Can you avoid recompiling for iOS from Windows when the C++ hasn't changed?

Hello Community,

I’m the lead programmer for a studio that works on a variety of AR/VR projects. One of our needs is to be able to deploy to iOS, and we’d like to avoid requiring all artists/developers to use Macs, since our VR work is done on Windows machines. I’ve set up a Mac as an xcode remote compiling server, and that does work OK when we actually need to compile. However, it seems to take an eternity and a half to do so, which slows workflow down to a snail’s pace. Furthermore, once I introduce C++ into the equation, it seems to take the 10 minute remote compile step, even if I have made no changes to the code. So, question number one:

1. Can you, when deploying to iOS from windows, only recompile when actual source code changes have been made? In other words, can my artists avoid having to recompile when making a blueprint only change?

The second question is related. I’d like to create a plugin with some helpful C++ code that lets the artists use some custom blueprints. For example, right now the ARKit lighting estimate is not exposed to blueprints. I recognize that such a plugin will need to be compiled on the remote server. However, I can’t figure out how to avoid making iOS projects that make use of this project having to recompile every time. Even if they don’t have a line of C++ code, they do the remote compile step. So, question number two:

2. Can you prepare an iOS plugin in such a way that it will not require a recompile when used by a blueprint-only project on Windows? For example, the default UE4 plugins?

Here’s hoping this is all very possible, and that I’m just a bit of a knucklehead not figuring out how. Any clear steps on how to pull this off would be most appreciated.

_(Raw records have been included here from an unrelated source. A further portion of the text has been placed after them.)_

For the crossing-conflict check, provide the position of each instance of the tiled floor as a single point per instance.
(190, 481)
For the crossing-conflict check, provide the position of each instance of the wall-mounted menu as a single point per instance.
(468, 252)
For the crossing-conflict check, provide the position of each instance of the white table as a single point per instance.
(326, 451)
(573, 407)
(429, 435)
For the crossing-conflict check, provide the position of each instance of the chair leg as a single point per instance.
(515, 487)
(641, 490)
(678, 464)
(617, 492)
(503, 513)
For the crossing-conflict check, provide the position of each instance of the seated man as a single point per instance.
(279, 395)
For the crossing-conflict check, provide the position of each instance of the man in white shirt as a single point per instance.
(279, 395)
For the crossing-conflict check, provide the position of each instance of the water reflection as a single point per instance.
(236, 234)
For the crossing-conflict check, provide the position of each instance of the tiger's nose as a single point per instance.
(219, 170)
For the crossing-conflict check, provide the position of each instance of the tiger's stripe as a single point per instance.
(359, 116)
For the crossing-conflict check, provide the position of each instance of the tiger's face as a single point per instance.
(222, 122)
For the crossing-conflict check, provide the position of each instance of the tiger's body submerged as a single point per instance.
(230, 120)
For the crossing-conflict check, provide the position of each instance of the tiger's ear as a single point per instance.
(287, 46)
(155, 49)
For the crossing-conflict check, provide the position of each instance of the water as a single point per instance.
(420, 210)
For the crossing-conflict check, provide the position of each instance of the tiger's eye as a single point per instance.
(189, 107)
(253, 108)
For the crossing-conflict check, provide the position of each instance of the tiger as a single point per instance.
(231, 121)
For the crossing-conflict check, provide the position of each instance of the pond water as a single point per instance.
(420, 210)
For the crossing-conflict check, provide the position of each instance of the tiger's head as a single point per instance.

The first thing to consider is how it determines if a full recompile is necessary. It usually depends on a close-to-root level dependency. If that file is overwritten (or modified) and given a new timestamp then the maker will assume the entire thing needs to be rebuilt. Maybe you need something similar to a .gitignore. Or… Make sure you’re not uploading the entire project each time. Or wiping the intermediate directories before or after each build. In general, I’d look at the file timestamps and see if that is confusing the build process.

We had a similar issue a few versions back when the frontend tool and VS would duel each other and any time one built the project the other would subsequently build it from scratch (it seems to have been fixed).

Building in UE4 is notoriously slow but you should assume that full recompiles every time isn’t the norm. There should be some issue and when it’s fixed you will only need to rebuild the files that have been changed.

When it comes to remote compiling for iOS from Windows, unless you have a pure blueprint project with no non-default plugins, I have never once seen it skip remote compiling. Which is a terrible workflow. It’d be great to have someone confirm that they’ve seen otherwise.

You don’t want it to skip remote compiling if something has changed. You just want it to only build the files that changed. But if the file timestamps are not preserved during the transfer, or the timestamp of a key file in the process changes, the maker will think the entire project has changed and build from scratch. You need to make sure the timestamps are being preserved before you can go any further in this diagnosis. If the timestamps are changing then the remote system is behaving as desired. If not then we can look elsewhere.

As some mods will confirm, I don’t shy away from criticizing Epic. But I doubt they’d intentionally make you recompile from scratch every time. I mean, they have to build for MacOS too. That being said, if this really is what could be the stupidest lack of functionality yet then your only recourse is to have a farm of machines to handle compiling – assuming that’s possible.